Il a dénoncé les « faux débats » et les « fausses querelles » attisés selon lui par le nouveau premier secrétaire et les deux autres courants incarnés par le maire de Paris Bertrand Delanoë et le représentant de l’aile gauche du PS Benoît Hamon.
Lors du congrès de Reims, ces trois sensibilités avaient déjà recherché les conditions d’une alliance pour contrer les ambitions de Ségolène Royal. Les discussions avaient achoppé sur le « dispositif humain » — le nom d’un candidat commun.
« Nous ne pouvons que regretter que la porte se referme sur Ségolène Royal », a déclaré Manuel Valls.
Plusieurs points prennent le contrepied de la ligne défendue par Ségolène Royal dans le « texte d’orientations politiques 2008-2011″ de neuf pages que Reuters s’est procuré et qui rejette notamment de baisser les cotisations d’entrée au PS, une des revendications de l’ancienne rivale de Nicolas Sarkozy.
HAMON PORTE-PAROLE?
Il y est écrit noir sur blanc que le PS refuse « toute alliance avec le Modem » que les adversaires de la présidente de Poitou-Charentes l’accusent de vouloir favoriser.
Le document stipule aussi que le PS ne peut « se transformer progressivement en un parti au service d’une candidature », une autre pierre dans le jardin de Ségolène Royal, qui ne cache pas sa volonté de se représenter à la présidentielle en 2012.
Samedi, les « royalistes » s’abstiendront donc lors du vote au Conseil national qui doit entériner cette ligne ainsi que la composition de la nouvelle direction. L’ex-candidate à l’Elysée, elle, ne devrait pas assister à la réunion, prévue à Paris.
« Sur le plan idéologique, l’Europe, l’économie, ils n’ont aucune raison de refuser ce texte », commente un ancien ministre rallié à Martine Aubry. « C’est dommage qu’ils s’excluent ».
Après avoir obtenu un tiers des suffrages lors du vote sur les programmes politiques, début novembre, Ségolène Royal a été battue de 102 voix par Martine Aubry lors de l’élection pour le poste de premier secrétaire.
Depuis qu’elle a été déclarée gagnante, après quatre jours de confusion et d’invectives, l’ancienne ministre de l’Emploi est à la recherche d’une majorité solide pour gouverner un PS profondément divisé depuis l’échec face à Nicolas Sarkozy, troisième défaite présidentielle consécutive.

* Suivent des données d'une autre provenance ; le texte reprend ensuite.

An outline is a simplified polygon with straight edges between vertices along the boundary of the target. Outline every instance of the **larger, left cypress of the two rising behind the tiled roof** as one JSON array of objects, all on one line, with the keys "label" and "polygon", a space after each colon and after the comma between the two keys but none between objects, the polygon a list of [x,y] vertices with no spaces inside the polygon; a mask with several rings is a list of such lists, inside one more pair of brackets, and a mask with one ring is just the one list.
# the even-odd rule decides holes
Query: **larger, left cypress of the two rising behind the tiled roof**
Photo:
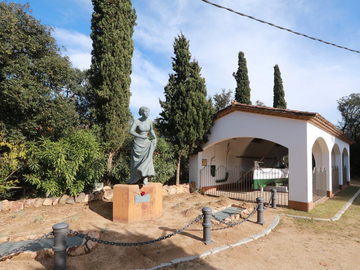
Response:
[{"label": "larger, left cypress of the two rising behind the tiled roof", "polygon": [[250,100],[250,81],[244,53],[239,51],[238,71],[233,73],[236,80],[235,100],[243,104],[252,104]]}]

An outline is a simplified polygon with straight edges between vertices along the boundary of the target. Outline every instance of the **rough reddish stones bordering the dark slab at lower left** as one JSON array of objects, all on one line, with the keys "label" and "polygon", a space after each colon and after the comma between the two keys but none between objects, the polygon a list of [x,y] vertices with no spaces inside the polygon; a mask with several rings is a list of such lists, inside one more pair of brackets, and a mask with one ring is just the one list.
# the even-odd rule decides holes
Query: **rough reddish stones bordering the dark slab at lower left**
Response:
[{"label": "rough reddish stones bordering the dark slab at lower left", "polygon": [[[93,238],[100,238],[100,234],[95,231],[79,231],[79,233],[87,234]],[[73,236],[71,233],[68,233],[67,236]],[[17,241],[24,241],[24,240],[35,240],[41,238],[42,234],[35,234],[29,236],[20,236],[20,237],[1,237],[0,243],[4,242],[17,242]],[[53,236],[49,236],[48,238],[53,238]],[[66,249],[66,253],[69,256],[78,256],[89,253],[90,251],[94,250],[98,246],[98,242],[93,242],[84,239],[80,246],[73,246],[68,247]],[[33,259],[42,259],[42,258],[54,258],[54,251],[49,248],[46,250],[39,250],[39,251],[24,251],[14,253],[5,257],[2,257],[0,261],[7,261],[7,260],[33,260]]]}]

Début novembre, la motion Aubry n’a obtenu que 24% des voix et, en plus des discussions avec Delanoë et Hamon, elle doit composer avec des alliés venant d’horizons très différents comme Laurent Fabius ou les proches de Dominique Strauss-Kahn.
L’équipe Aubry devrait se diviser en deux pôles: d’un côté un « contre-gouvernement » avec une quinzaine de secrétaires nationaux chargés de réagir aux propositions de la droite et des dirigeants « fonctionnels » chargés d’animer le parti.

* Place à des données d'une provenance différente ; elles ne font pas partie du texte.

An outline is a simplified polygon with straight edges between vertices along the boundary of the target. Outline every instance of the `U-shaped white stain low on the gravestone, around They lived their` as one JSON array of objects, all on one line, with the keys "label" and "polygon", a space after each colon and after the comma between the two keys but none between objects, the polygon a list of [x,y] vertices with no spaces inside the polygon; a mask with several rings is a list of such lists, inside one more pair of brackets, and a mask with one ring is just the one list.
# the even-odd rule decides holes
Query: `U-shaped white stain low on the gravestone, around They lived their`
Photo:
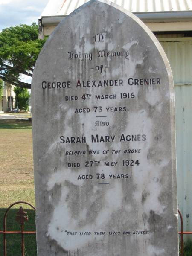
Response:
[{"label": "U-shaped white stain low on the gravestone, around They lived their", "polygon": [[[62,179],[61,176],[62,175],[60,172],[60,175],[56,175],[55,177],[52,177],[52,179],[56,179],[57,182],[60,183],[60,179]],[[52,189],[54,184],[54,181],[50,181],[48,188]],[[94,233],[92,233],[90,236],[79,236],[79,232],[94,232],[95,230],[105,229],[105,225],[110,222],[111,215],[116,214],[116,211],[122,207],[123,191],[120,183],[114,183],[113,187],[108,189],[108,191],[105,193],[102,209],[99,214],[96,215],[94,223],[86,224],[81,228],[78,227],[78,223],[86,218],[87,211],[83,209],[79,211],[78,217],[73,217],[73,212],[71,212],[67,201],[69,192],[70,191],[66,186],[62,186],[61,198],[59,202],[55,202],[53,215],[48,226],[47,236],[49,236],[49,239],[56,240],[57,243],[65,250],[76,250],[80,246],[83,247],[88,243],[94,242],[95,239],[102,239],[102,236],[95,237]],[[87,198],[87,200],[90,199]],[[77,209],[75,210],[77,211]],[[67,235],[65,230],[70,232],[78,232],[78,235],[76,235],[74,239],[74,236]]]}]

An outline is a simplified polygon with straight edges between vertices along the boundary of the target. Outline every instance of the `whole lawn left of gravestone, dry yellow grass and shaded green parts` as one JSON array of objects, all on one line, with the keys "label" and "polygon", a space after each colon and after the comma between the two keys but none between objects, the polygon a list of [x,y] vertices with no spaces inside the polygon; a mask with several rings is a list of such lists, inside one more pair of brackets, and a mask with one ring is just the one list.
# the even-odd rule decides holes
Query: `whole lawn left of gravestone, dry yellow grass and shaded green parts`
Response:
[{"label": "whole lawn left of gravestone, dry yellow grass and shaded green parts", "polygon": [[[15,201],[27,201],[35,206],[32,159],[32,126],[29,121],[0,120],[0,230],[6,208]],[[15,215],[21,204],[7,215],[7,230],[20,230]],[[35,212],[23,204],[29,221],[24,230],[35,230]],[[7,256],[21,255],[20,235],[6,235]],[[36,256],[35,235],[25,235],[25,255]],[[3,255],[3,235],[0,234],[0,255]]]}]

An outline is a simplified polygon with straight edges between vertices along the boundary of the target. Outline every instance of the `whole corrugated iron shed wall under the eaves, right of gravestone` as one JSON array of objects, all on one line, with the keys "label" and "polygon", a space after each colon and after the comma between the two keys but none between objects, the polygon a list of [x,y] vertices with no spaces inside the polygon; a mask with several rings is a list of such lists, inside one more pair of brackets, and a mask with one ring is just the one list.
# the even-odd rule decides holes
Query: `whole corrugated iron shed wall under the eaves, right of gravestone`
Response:
[{"label": "whole corrugated iron shed wall under the eaves, right of gravestone", "polygon": [[[178,205],[185,231],[192,230],[192,38],[163,41],[175,83]],[[181,39],[180,39],[181,40]]]}]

François Hollande, premier secrétaire sortant, et Bertrand Delanoë n’y siégeront pas. En revanche, Benoît Hamon devrait devenir le nouveau porte-parole du PS, a-t-on appris dans l’entourage du maire de Paris.
« Ce rassemblement est non seulement bancal sur le plan idéologique mais précaire temporellement et cimenté par le refus du rassemblement », a conclu Vincent Peillon.